Дорога. Губка (Омон) - страница 45

Фотография и в самом деле очень хороша: эта изящная молодая женщина на фоне пилястров кажется такой трогательной и хрупкой. Словно она стоит в глубине грота, несмотря на то, что в небольшой проем между мощными пилястрами на первом плане видны покатая крыша и окошко в свинцовом переплете на той стороне улицы или площади.

Статуи святых на пилястрах — высоко над головой девушки. Видны они только до половины, и складки их одеяний, окутанных тенью, напоминают мне сталактиты».

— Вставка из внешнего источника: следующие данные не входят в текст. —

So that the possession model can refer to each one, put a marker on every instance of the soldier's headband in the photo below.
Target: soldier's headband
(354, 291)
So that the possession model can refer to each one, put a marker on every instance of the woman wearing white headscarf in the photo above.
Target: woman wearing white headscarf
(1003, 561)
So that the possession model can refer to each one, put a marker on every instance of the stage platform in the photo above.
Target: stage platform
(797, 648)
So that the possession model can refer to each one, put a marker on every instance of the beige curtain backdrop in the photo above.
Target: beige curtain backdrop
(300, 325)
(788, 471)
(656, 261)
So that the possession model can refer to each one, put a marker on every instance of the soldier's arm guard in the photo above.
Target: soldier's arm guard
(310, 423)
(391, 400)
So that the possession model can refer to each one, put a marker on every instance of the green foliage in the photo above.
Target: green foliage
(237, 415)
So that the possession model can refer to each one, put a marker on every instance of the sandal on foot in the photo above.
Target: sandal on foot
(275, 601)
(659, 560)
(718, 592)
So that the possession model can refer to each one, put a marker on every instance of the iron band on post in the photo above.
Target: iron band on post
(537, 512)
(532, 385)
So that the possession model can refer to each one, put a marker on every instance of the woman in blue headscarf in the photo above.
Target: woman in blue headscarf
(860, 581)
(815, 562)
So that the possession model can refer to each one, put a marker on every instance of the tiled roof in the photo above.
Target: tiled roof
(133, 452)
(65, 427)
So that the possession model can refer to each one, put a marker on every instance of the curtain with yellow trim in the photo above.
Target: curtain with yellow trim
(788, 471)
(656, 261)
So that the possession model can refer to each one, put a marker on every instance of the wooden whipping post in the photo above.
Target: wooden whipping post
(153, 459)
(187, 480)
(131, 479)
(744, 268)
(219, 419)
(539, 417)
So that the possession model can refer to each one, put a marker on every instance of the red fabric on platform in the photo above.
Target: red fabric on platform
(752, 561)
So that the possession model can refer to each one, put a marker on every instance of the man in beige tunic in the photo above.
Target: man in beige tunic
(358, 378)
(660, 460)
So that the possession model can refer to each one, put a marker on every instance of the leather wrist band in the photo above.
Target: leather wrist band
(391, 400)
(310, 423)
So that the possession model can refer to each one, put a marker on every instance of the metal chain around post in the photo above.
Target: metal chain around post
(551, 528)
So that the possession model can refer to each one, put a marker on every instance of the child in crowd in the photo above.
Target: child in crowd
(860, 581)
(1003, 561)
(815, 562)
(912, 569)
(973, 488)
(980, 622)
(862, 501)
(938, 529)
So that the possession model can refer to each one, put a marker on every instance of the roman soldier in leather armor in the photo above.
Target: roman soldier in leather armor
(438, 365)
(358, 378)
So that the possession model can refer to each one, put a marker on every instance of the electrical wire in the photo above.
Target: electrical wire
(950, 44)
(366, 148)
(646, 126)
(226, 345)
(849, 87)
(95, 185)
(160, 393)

В этом тексте чувствуется попытка автора как-то упорядочить свои соображения, изложив их, как говорит сама Каатье, «черным по белому», но я думаю, без некоторой отстраненности порядка тут не будет. Разумеется, она избрала бесстрастный тон исследователя, но это не помешало ей распечатать страницу во множестве экземпляров и впоследствии дать ее прочесть трем «девочкам», Антуанетте, Натали Бертело, мне и еще нескольким нашим сотрудницам. Я даже думаю, что она подарила ее мадам Гардедье-Жозафат, начальнице Евы, Сильви и Мари-Мишель.

После этой главной встречи с мадемуазель из Шартра Каатье продолжала год или два мирно жить со своим супругом (эту ее безмятежность, описанную, по всей вероятности, позже, «девочки» сурово осудили). К особе под пилястрами она относилась, как дитя к своей кукле, и даже подыскала ей имя. Она назвала ее Неле, как невесту Уленшпигеля, потому, может быть, что фламандское звучание имени вместе с фотографией создавали между ними отношения почти родственные.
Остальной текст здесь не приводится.